Dave Charlton and his team have a mammoth job on their hands; Charlton has been tasked with coordinating the Full Dress Rehearsal (FDR) of the computing and data analysis processes of the ATLAS experiment, a run–through which he describes as “essential, almost as much as ensuring the detector itself actually works”.
A huge challenge facing all ATLAS contributors, the Dress Rehearsal will involve entering samples of simulated data, designed to look just like the real data, into the system as if it were originating from the detector itself.
Once ATLAS is up and running, real data will be fed out to the Grid and spread all over the world for permanent storage and analysis. The Grid is a global network of computers which, in the same way that the Internet is used to share information, will be used to share computing power and data storage capacity. ATLAS needs to use the Grid because of the sheer volume of data that will be recorded, and the immense amount of computing power that will be required to process it.
Initially, the CERN computing centre, known as Tier 0, will farm out data to ten scientific institutes and laboratories across the globe, known as Tier 1 centres. These will subsequently distribute it amongst local ‘clouds’ of Tier 2 centres — mainly academic institutions — associated with them. Between them, these three Tiers will reconstruct the data to build up a picture of the trajectories and energies of individual particles recorded by the detector, and analyse them to try to gain an understanding of what happened during the proton collision.
Until now, reconstructions of data have not been time–critical. The FDR will, for the first time, allow ATLAS collaborators to see whether or not the system can deliver these within the short time–scales required.
“When the LHC starts we want to analyse the data within a few days. We want a very quick feedback to see what’s good, what the problems were, if there’s any new physics, if there’s anything really exciting in there,” said Charlton. “To do that we must make sure this whole system works; that we can get the data out to people where they can look at it very quickly.”
A team of around ten people are needed to prepare the huge simulated data samples, a process so time consuming that full FDRs can only be scheduled once every three months. Two one–week runs, in February and May, are planned between now and the switch–on of the Large Hadron Collider.
In addition to the dedicated team, there is a whole network of computing specialists ensuring that the systems work around the world. The FDR exercise is intended to pull together the work of the various groups, a particularly tricky endeavour according to Charlton:
“It’s difficult to coordinate people because the different disciplines are used to working in different ways. There’s more hierarchy in computing, but less in physics analysis — if people see something interesting they have to have the freedom to be able to go off and investigate those things, because occasionally they can turn out be very important.”

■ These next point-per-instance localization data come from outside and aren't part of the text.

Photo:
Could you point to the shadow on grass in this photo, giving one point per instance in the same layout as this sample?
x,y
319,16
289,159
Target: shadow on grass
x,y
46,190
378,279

Charlton hopes that the FDR process will show that any problems with the detector can be highlighted quickly, and shifts in its performance can be tracked, before real data–taking begins.
“Although we know how to do that already, by taking data away and working on it for months, we don’t know how to do it in a day,” he said. “This is one of the things that, by doing the FDR, we should improve a lot. Either that or find that the model is broken. But if that is the case — better that we know about it!”